Robert Gober (b. 1954)
wood, pebbles, wallpaper, plastic, ceramic tiles and painted embroidery cloth
29¾ x 36 x 36in. (73.7 x 91.4 x 91.4cm)
Executed in 1978.
Acquired directly from the artist
Private collection, New York
The catalogue states incorrectly that Christie's was informed by the artist that this work was the first dollhouse he made as an art object. Mr. Gober has informed us that the dollhouse was commissioned and made as a work of carpentry and not as a work of art. The following modifications have been made to the dollhouse: striped wallpaper in the lower rear first floor room has been overpainted with white synthetic emulsion paint; wallpaper has been removed from the second floor bathroom; an item of furniture viz. a bidet, has been taken away from the house. These modifications were not accomplished by Mr. Gober.

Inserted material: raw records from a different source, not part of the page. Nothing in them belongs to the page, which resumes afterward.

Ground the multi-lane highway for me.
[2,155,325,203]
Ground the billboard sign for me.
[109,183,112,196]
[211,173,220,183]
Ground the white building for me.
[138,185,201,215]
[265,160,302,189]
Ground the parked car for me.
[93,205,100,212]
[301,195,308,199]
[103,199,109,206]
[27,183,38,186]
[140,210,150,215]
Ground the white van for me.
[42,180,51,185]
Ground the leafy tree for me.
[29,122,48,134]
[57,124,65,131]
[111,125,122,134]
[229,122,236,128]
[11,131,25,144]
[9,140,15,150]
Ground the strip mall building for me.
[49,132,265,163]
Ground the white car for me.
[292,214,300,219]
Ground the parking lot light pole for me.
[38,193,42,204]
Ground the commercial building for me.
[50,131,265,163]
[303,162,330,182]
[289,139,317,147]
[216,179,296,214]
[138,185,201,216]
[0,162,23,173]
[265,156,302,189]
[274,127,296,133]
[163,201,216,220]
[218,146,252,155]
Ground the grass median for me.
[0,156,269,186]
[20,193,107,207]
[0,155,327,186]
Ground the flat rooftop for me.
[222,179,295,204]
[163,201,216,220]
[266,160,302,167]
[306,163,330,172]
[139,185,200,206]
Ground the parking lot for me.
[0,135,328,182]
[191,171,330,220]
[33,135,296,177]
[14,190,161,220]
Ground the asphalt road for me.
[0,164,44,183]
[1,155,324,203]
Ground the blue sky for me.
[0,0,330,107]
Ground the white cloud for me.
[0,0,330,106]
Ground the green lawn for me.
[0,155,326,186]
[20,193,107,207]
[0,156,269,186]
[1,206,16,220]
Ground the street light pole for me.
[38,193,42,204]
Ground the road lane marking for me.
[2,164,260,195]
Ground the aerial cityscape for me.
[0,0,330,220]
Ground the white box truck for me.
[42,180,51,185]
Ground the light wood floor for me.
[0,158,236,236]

The artist has told us that this is the first dollhouse that he made as an art object; the wallpapers were made by Gober.
"Here are two biographical facts about Robert Gober that might inform the ritualistically scaled and psychologically attuned presence of his work. He was an altar boy. He once made dollhouses as a source of income (initially they were sold at an Americana shop, but eventually they acquired a self-consciousness that led him to make art objects based on the dollhouse)." (T. Fairbrother, "We are only as sick as the secrets we keep" in Robert Gober, exh. cat., Rotterdam, Museum Boymans-van Beuningen, May-July 1990 and Bern, Kunsthalle, September-October 1990, p. 43)
"If in these works the artist negatively mirrors the way the child socializes its attitudes towards the family by playing with miniaturized replicas, so his making by hand...bespeaks not only a deep-seated desire to master the home emotionally and psychologically but also to recreate it differently." (L. Cooke in Robert Gober, exh. cat., Serpentine Gallery, London and Tate Gallery, Liverpool, 1993, p. 19)
fig. 1: Susan P. Meisel, Victorian House, 1976, lithograph.
Gober based the design of his dollhouse on this lithograph.